She also recorded with Harry James and in 1937, was offered a job by Count Basie but turned it down because the pay was not enough. The following year she changed her mind and signed up, replacing Billie Holiday. Her recordings at this time mixed attractive performances of poor-quality songs and marvelous versions of the better material she was given. She left Basie in 1941 to freelance, and by 1944 was working on the West Coast. She had moved into the then popular R&B field. Humes had a big hit with “Be-Baba-Leba,” recorded with Bill Doggett and on a 1947 session in New York, supervised by John Hammond Jr., she made some excellent mainstream jazz records with Buck Clayton and Teddy Wilson.
By the 50s, after another big hit “Million Dollar Secret,” her career slowed significantly and this hiatus continued into the late 60s when she officially retired to care for ailing members of her family. Upon her mother’s death in 1973, Humes sold her records and piano and resolved never to sing again. That same year, music critic Stanley Dance asked her to appear with Count Basie at the Newport Jazz Festival. This date was a great success and Humes returned to full-time singing.
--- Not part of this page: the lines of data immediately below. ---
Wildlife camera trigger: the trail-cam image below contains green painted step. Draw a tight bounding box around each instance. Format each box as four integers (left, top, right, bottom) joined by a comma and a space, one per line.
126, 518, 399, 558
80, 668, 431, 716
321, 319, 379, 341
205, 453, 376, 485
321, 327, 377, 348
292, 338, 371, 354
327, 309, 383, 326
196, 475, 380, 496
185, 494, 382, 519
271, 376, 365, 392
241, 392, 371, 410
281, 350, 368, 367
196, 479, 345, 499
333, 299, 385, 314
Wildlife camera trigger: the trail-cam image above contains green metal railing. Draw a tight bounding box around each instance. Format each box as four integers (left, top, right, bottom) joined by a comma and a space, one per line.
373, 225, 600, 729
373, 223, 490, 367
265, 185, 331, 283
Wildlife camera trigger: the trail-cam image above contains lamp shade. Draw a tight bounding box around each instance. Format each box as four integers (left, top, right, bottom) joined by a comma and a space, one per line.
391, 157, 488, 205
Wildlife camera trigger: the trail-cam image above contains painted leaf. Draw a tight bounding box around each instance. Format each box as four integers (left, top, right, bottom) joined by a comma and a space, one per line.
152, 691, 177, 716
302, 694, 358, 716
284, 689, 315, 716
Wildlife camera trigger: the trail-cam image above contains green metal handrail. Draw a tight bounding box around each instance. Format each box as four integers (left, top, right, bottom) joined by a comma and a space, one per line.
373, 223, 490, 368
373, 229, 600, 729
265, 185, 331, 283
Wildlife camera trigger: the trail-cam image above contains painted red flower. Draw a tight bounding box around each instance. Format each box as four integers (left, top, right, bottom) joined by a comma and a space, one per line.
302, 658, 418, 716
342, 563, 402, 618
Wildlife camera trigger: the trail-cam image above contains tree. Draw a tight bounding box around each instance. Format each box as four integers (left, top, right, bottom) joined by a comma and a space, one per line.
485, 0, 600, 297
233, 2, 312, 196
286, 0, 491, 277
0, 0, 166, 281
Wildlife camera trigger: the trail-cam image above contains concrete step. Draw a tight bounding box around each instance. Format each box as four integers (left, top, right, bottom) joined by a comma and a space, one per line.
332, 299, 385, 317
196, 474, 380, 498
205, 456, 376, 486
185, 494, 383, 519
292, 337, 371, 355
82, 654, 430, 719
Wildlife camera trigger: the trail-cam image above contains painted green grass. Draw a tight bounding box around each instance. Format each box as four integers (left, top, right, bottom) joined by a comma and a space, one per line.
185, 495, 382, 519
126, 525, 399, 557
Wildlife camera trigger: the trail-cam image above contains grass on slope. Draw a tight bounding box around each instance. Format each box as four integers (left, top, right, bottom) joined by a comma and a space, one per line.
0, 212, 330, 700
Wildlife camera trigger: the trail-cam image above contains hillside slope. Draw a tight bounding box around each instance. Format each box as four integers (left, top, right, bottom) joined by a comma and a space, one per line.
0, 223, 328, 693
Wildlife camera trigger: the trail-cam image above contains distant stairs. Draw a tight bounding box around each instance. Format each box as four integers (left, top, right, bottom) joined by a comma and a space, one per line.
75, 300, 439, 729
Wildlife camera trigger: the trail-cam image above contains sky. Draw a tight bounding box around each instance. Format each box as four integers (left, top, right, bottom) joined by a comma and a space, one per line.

Equally at home with ballads, to which she brought faultless jazz phrasing, blues shouting and R&B rockers, Humes was one of the outstanding singers of her day. Her light, clear voice retained a youthful sound into her 60s, and her late-period recordings were among the best she ever made.
In 1979 Humes teamed up with the Muse All Stars to record a superb album. On this release, Humes joined up with altoist/singer Eddie "Cleanhead" Vinson on "I'm Gonna Move to the Outskirts of Town" and is in top form throughout. Tenors Arnett Cobb and Buddy Tate, along with a fine rhythm section led by pianist Gerald Wiggins, did the vocalist justice.